Home & Community Care

Objectives of Home and Community Care Program 

  • To support community members with acute and chronic illness to maintain optimum health and independency in their homes.
  • To assist family caregivers by providing time away from their fulltime responsibilities of caring for loved ones.
  • To interact and develop partnerships with other health care programs in order to provide higher quality service.
  • To provide educational opportunities and employment to community members

Home and Community Care Program Services  

Case Management - is a collaborative process that assess plans, implements, coordinates, monitors and evaluates the options and services required to meet the client's health and human service needs. It is characterized by advocacy, communication and resource management and promotes quality and cost-effective interventions and outcomes.

Home Care Nursing - is to provide ongoing nursing care in the client's homes or in the community health centres. Home care nursing is working in collaboration with VIHA home care nursing in specialty teams for expalliative team or wound care team in order to meet client focus care needs. Also providing teaching to the client or family members of the care plan in order to maintain independence.

Personal Care Worker Team - will help with activities of daily living and instrumental activities of daily living such as bathing, dressing, grooming and other assigned and delegated tasks.

Respite Care - providing a PCW to care for client when it is not safe to leave the client alone while the family, who usually cares for the client, has a break from this role.

End of life/Palliative Care - this service is provided for clients that have terminal illness and for their family who choose to stay at home. Home care nursing, PCWs, dietician and mental health workers can be a part of the palliative care team.

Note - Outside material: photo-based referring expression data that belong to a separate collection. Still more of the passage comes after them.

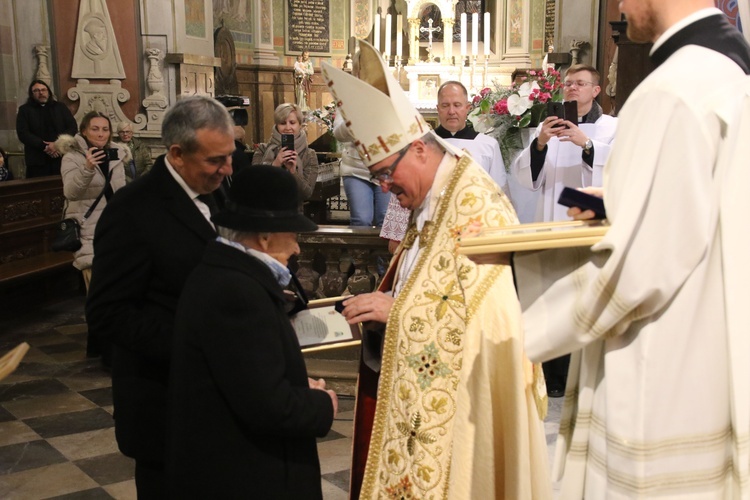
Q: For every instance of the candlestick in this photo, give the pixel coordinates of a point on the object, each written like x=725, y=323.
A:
x=387, y=50
x=486, y=33
x=463, y=37
x=474, y=34
x=376, y=38
x=399, y=36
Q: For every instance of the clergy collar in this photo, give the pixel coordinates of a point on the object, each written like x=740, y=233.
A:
x=711, y=30
x=465, y=133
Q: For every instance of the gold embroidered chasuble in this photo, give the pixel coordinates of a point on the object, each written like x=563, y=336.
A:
x=458, y=402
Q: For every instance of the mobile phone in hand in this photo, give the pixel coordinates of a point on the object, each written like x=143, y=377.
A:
x=339, y=306
x=287, y=141
x=574, y=198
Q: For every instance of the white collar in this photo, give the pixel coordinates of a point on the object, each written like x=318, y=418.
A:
x=685, y=21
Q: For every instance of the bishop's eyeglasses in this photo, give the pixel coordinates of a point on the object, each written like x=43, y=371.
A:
x=386, y=175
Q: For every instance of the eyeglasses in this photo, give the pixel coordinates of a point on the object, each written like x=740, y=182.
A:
x=577, y=83
x=386, y=174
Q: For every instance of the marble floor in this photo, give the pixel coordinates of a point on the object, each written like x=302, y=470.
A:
x=56, y=428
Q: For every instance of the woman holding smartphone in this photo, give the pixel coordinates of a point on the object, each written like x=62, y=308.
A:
x=88, y=160
x=288, y=149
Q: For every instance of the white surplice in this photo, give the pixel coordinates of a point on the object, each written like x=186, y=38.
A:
x=658, y=398
x=564, y=167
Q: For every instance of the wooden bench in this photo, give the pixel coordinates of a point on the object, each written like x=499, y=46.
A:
x=31, y=267
x=29, y=270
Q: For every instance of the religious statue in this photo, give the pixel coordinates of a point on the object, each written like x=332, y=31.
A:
x=303, y=72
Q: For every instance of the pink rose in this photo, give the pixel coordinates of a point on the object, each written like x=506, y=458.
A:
x=501, y=107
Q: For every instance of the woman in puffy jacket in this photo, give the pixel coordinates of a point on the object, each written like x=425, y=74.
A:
x=302, y=162
x=87, y=160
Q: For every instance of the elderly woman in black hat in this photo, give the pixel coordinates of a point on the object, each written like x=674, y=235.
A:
x=244, y=415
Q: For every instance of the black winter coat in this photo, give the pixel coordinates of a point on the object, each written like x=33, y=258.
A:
x=243, y=419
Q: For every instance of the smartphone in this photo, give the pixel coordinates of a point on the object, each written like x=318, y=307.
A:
x=567, y=110
x=555, y=109
x=574, y=198
x=110, y=154
x=287, y=141
x=571, y=111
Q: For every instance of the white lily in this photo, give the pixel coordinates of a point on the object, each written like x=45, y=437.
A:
x=519, y=103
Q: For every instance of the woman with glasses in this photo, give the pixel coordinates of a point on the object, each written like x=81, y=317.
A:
x=91, y=165
x=300, y=161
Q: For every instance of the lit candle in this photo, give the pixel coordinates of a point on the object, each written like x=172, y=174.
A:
x=399, y=35
x=463, y=34
x=474, y=34
x=486, y=33
x=376, y=38
x=387, y=50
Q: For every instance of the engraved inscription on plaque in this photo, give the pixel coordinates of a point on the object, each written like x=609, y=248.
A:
x=308, y=27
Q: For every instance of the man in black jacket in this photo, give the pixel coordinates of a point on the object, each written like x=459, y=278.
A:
x=147, y=241
x=243, y=415
x=39, y=123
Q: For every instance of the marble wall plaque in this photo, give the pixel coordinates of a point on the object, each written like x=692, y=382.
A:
x=308, y=27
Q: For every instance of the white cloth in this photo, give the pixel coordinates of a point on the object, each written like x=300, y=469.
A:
x=649, y=403
x=486, y=151
x=564, y=167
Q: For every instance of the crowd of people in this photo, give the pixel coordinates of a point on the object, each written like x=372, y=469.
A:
x=186, y=275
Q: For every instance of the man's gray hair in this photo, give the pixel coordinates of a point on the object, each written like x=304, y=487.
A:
x=236, y=235
x=184, y=119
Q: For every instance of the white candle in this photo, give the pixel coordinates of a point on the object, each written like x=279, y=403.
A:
x=376, y=38
x=486, y=33
x=474, y=34
x=399, y=36
x=387, y=50
x=463, y=34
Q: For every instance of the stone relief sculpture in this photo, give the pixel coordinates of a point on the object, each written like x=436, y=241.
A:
x=42, y=69
x=96, y=54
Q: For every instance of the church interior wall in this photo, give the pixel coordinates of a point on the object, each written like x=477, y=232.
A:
x=123, y=16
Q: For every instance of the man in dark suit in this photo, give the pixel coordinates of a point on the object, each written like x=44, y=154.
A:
x=39, y=123
x=243, y=414
x=147, y=241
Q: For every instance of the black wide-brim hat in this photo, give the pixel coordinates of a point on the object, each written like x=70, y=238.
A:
x=264, y=199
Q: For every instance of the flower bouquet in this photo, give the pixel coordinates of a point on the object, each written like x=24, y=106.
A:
x=504, y=111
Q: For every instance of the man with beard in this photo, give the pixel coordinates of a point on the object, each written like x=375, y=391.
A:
x=39, y=123
x=658, y=401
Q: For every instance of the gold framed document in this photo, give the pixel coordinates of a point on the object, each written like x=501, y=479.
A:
x=536, y=236
x=321, y=327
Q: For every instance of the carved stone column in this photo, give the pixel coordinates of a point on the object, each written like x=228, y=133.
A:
x=413, y=40
x=448, y=40
x=156, y=103
x=195, y=74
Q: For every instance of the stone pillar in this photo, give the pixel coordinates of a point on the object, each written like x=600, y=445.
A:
x=413, y=40
x=264, y=52
x=194, y=74
x=448, y=40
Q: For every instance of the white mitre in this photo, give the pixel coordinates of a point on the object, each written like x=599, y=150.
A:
x=376, y=109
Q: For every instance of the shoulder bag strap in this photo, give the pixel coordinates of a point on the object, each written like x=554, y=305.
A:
x=96, y=201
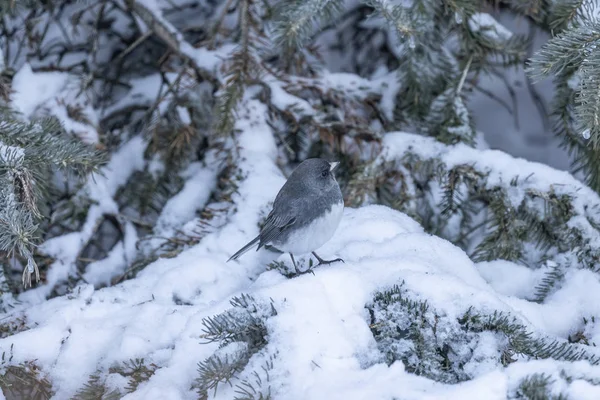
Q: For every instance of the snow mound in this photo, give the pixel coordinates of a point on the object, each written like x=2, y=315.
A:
x=320, y=338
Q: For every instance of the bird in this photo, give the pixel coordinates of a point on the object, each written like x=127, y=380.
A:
x=305, y=214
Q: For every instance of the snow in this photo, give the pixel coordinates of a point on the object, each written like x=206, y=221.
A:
x=485, y=24
x=324, y=345
x=320, y=339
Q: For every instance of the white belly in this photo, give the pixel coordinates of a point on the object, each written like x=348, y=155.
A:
x=315, y=235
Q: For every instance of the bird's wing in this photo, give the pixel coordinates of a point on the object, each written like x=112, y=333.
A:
x=278, y=221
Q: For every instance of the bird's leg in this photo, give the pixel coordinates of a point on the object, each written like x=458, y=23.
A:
x=294, y=262
x=321, y=261
x=298, y=272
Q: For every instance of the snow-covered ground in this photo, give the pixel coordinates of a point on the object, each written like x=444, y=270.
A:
x=320, y=341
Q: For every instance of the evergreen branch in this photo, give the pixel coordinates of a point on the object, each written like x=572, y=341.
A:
x=296, y=20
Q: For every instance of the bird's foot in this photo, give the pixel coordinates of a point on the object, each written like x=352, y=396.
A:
x=326, y=262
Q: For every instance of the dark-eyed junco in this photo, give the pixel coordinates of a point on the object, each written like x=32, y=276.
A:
x=305, y=214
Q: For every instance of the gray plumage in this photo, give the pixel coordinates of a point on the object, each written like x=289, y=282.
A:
x=305, y=214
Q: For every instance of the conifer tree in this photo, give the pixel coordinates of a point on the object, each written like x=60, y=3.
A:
x=332, y=79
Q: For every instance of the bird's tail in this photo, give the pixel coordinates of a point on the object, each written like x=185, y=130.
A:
x=244, y=249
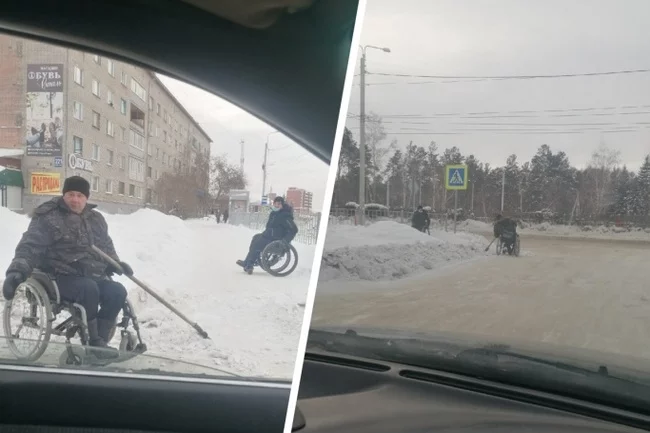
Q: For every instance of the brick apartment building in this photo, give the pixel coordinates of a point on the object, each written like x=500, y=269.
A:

 Criteria for Home Care Program

 Person of any age who has been assessed and meets the following criteria:

  • Has been discharged from hospital
  • Has an illness needing follow-up care
  • Client is unable to live alone while waiting for care in a long-term care facility
  • Choose to live at home instead of a long term care facility as long as it is safe, affordable and services are available
  • Has a disability requiring assistance to live in their own home
  • Needing nursing care in the home
  • Family and friends who need support to continue to care for family member at home 

You may refer yourself or you may be referred by others, such as family members, friends, neighbours or your doctor. If you are in the hospital, you may be referred by the Hospital Liaison Nurse or the hospital discharge planner who will be organizing your care after hospital discharge.

Home and Community Care Program Commitment

The KDC Health Home and Community Care Program will continue to provide culturally appropriate care to community members.